新連載

3 回シリーズ(3)

「障害は個性なのか」に対してどう幼稚園教諭は受け止めるべきかについて考える

大谷大学 文学部 教育・心理学科 安田誠人

 早いもので今回が連載3 回目と最終回になりました。今回は幼稚園の先生や障害のある子どもを持つ保護者の方々からよく質問される、「障害は
個性なのか」に関して私見を述べてみたいと思います。

 私の子どもも3 歳児検診で「知的障害」「自閉傾向児」の疑いがあるとの報告を受けました。私自身はともかくとして妻は随分悩んだことと思いま
す。ただそのときに「障害は個性だから大丈夫、大丈夫」という励まし( ? ) を何度かしてもらいました。正直な気持ちを述べると、ある意味ありが
たく、ある意味戸惑った言葉です。

 ありがたかったこととしては、やはり気持ちが一時的とはいえ落ち着いたことがあげられます。今後の可能性に対する期待や希望を感じることができたことは、「障害は個性」の言葉の背景に大きな意味があるのだと思います。ある人にとっては励ましになり、ある人にとっては希望になり、またある人にとっては子どもの生きる意味を感じる後押しになっているのだと思います。

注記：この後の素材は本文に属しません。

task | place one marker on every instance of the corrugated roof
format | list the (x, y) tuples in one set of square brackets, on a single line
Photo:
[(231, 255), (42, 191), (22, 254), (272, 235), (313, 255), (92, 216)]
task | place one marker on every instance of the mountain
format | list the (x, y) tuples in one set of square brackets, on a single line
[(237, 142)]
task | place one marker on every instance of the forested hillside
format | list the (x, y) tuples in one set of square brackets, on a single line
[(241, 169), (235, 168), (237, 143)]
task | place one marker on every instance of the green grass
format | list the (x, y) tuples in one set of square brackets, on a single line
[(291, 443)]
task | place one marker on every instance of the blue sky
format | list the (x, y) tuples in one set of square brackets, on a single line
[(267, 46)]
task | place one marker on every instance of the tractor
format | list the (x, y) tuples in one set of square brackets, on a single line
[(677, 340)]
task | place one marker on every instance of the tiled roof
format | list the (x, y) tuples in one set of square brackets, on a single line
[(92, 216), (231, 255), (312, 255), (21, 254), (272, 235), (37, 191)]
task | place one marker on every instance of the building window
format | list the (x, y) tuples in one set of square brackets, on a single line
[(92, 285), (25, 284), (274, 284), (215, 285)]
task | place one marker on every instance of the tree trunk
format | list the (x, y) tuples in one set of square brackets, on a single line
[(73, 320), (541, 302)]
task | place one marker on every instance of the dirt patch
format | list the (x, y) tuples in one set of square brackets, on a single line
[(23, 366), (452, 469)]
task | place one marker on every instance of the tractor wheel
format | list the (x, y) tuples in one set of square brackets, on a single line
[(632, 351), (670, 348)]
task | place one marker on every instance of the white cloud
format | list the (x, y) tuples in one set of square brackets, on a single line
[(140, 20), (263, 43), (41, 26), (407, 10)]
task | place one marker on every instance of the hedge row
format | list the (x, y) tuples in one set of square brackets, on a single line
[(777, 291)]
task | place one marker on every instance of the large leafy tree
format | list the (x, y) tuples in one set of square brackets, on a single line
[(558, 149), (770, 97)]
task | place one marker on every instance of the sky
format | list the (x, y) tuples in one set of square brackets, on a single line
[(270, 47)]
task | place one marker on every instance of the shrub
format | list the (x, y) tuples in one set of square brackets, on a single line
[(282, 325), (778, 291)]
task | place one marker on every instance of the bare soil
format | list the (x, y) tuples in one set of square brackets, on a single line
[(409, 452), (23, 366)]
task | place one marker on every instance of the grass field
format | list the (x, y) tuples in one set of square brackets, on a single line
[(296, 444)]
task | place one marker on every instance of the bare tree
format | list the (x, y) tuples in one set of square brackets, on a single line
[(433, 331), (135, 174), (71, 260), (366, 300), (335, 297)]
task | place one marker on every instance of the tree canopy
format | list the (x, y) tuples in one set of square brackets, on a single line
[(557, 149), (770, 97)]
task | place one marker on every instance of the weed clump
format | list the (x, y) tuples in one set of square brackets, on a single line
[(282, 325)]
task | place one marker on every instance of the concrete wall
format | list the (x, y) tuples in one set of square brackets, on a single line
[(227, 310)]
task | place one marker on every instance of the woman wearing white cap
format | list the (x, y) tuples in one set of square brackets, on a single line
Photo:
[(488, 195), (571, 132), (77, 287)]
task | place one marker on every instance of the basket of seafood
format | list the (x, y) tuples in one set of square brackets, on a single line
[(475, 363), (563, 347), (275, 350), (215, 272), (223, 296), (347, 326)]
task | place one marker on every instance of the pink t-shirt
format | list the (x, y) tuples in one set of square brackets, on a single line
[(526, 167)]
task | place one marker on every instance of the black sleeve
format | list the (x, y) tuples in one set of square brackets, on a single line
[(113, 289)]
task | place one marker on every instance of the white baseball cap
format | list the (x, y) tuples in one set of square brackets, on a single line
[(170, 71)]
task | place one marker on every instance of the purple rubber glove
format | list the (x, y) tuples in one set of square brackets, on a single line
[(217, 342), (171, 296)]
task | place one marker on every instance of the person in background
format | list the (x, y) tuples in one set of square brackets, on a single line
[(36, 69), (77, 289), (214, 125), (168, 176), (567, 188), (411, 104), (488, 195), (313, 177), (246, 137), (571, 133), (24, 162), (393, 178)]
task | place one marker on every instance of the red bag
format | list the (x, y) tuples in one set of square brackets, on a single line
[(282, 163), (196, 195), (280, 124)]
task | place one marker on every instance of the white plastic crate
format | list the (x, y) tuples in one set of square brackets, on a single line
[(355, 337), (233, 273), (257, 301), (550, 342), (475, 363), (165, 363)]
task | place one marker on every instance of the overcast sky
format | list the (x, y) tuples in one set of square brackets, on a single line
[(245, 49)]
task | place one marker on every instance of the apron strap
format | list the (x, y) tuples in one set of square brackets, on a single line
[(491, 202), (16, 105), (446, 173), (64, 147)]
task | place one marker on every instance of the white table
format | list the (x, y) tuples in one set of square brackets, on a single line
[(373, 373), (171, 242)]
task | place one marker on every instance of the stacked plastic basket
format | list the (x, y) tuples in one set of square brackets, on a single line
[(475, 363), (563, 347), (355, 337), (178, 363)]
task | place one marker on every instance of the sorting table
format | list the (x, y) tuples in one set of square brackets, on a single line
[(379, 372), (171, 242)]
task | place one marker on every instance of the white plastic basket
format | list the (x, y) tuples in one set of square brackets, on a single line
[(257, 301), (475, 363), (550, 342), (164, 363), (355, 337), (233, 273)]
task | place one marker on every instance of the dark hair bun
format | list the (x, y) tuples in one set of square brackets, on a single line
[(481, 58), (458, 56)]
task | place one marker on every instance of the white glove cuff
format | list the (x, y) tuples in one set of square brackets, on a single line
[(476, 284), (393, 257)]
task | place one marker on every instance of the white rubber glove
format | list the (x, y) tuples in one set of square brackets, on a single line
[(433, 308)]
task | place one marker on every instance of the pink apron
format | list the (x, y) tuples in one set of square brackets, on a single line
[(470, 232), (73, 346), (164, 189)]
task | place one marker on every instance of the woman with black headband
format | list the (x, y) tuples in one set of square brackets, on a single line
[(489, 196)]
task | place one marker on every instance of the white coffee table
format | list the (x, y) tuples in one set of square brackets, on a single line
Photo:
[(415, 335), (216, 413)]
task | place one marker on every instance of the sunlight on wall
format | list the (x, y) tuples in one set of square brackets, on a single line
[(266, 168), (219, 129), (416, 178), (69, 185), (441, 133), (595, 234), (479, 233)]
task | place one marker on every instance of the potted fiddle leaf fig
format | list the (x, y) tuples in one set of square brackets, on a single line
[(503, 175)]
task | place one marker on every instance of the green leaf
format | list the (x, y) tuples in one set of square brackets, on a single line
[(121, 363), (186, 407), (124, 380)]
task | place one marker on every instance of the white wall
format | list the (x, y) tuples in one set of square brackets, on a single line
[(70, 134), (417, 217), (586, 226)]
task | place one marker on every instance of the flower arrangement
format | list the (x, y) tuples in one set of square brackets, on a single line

 ただその一方で戸惑ったこともありました。「障害は個性」といっても、なかなか人に対して自分たちの子どものことを平気で話すまでには時間がかかったことも確かです。「五体不満足」の著者である乙武洋匡さんは、「障害は個性と言われるとちょっとくすぐったい気持ちになる。」と述べられて
います。その理由の一つとして、「障害」は人に自慢できるというものではないからとも述べられています。乙武洋匡さんと私たちとでは、障害の種
別も違いますし、自分自身に障害があるのと自分たちの子どもに障害があるのとでは置かれた状況や感じ方に違いが当然あるわけですが、ある意味
強く共感できる言葉でした。

 そこで私たちの子どもに目を向けてみると、「障害は個性」というよりも「障害があると不便だなあ」というのが妻とよく話す障害に対する印象です。私たちの子どもは7 歳ですがまだ言葉が出ていない状況です。そのためなかなか自分の気持ちを家族や先生、周囲の友達に伝えることができず、何度も身振り手振りやサインによって自分の気持ちを伝えることになります。しかし分かってもらうのに時間がかかったり、きちんと伝わらないこともしばしばあります。言葉で伝えることができれば「便利なのになあ」と思う場面です。

 「障害は個性か」ということになると、結局のところ個人によって受け止め方が違うということになると思います。私たちのようにある程度障害を
受容している(と思っている)保護者にとっては、あまり気にならない言葉ですが、人によっては好意的に受け止め、また人によっては反発を感じることもあると思います。幼稚園教諭としてはあまりこうした「障害は個性」というような個人によって受け止め方の違う言葉は自分からは積極的に使わず、最初は保護者自身が会話の中で用いた段階で「繰り返し」として用いるのが望ましいと思います。

 ただ専門家としての本音を言えば、保護者から子どもの障害に関する気持ちを引き出した段階で、保護者から信頼されている幼稚園教諭として評価
されていると自信や手ごたえを感じてもらっていいかと思います。そうした自信や手ごたえを感じることのできる幼稚園教諭が育ってもらえることを大いに期待しています。